A word more on the Praying Mantis, or, as they say in Provence, lou Prégo Diéou, the Pray-to-God. Her long, pale-green wings, like spreading veils, her head raised heavenwards, her folded arms, crossed upon her breast, are in fact a sort of travesty of a nun in ecstasy. And yet she is a ferocious creature, loving carnage. Though not her favourite spots, the work-yards of the various Digger-wasps receive her visits pretty frequently. Posted near the burrows, on some bramble or other, she waits for chance to bring within her reach some of the arrivals, forming a double capture for her, as she seizes both the huntress and her prey. Her patience is long put to the test: the Wasp suspects something and is on her guard; still, from time to time, a rash one gets caught. With a sudden rustle of wings half-unfurled as by the violent release of a clutch, the Mantis terrifies the newcomer, who hesitates for a moment, in her fright. Then, with the sharpness of a spring, the toothed fore-arm folds [[177]]back on the toothed upper arm; and the insect is caught between the blades of the double saw. It is as though the jaws of a Wolf-trap were closing on the animal that had nibbled at its bait. Thereupon, without unloosing the cruel machine, the Mantis gnaws her victim by small mouthfuls. Such are the ecstasies, the prayers, the mystic meditations of the Prégo Diéou.

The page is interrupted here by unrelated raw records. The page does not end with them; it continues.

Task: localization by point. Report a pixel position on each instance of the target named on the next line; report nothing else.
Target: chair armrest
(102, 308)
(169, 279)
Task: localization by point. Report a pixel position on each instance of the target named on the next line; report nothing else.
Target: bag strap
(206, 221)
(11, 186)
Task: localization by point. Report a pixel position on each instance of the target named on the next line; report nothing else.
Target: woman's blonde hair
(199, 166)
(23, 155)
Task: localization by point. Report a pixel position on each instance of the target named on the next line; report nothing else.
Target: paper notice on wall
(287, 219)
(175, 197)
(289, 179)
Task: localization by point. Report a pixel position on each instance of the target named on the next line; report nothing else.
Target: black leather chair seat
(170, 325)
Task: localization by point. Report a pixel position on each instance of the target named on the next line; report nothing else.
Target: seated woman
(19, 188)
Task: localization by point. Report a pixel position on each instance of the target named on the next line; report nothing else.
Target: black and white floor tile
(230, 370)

Of the scenes of carnage which the Praying Mantis has left in my memory, let me relate one. The thing happens in front of a work-yard of Bee-eating Philanthi. These diggers feed their larvæ on Hive-bees, whom they catch on the flowers while gathering pollen and honey. If the Philanthus who has made a capture feels that her Bee is swollen with honey, she never fails, before storing her, to squeeze her crop, either on the way or at the entrance of the dwelling, so as to make her disgorge the delicious syrup, which she drinks by licking the tongue which her unfortunate victim, in her death-agony, sticks out of her mouth at full length. This profanation of a dying creature, whose enemy squeezes its belly to empty it and feast on the contents, has something so hideous about it that I should denounce the Philanthus as a brutal murderess, if animals were capable of wrongdoing. At the moment of some such [[178]]horrible banquet, I have seen the Wasp, with her prey, seized by the Mantis: the bandit was rifled by another bandit. And here is an awful detail: while the Mantis held her transfixed under the points of the double saw and was already munching her belly, the Wasp continued to lick the honey of her Bee, unable to relinquish the delicious food even amid the terrors of death. Let us hasten to cast a veil over these horrors.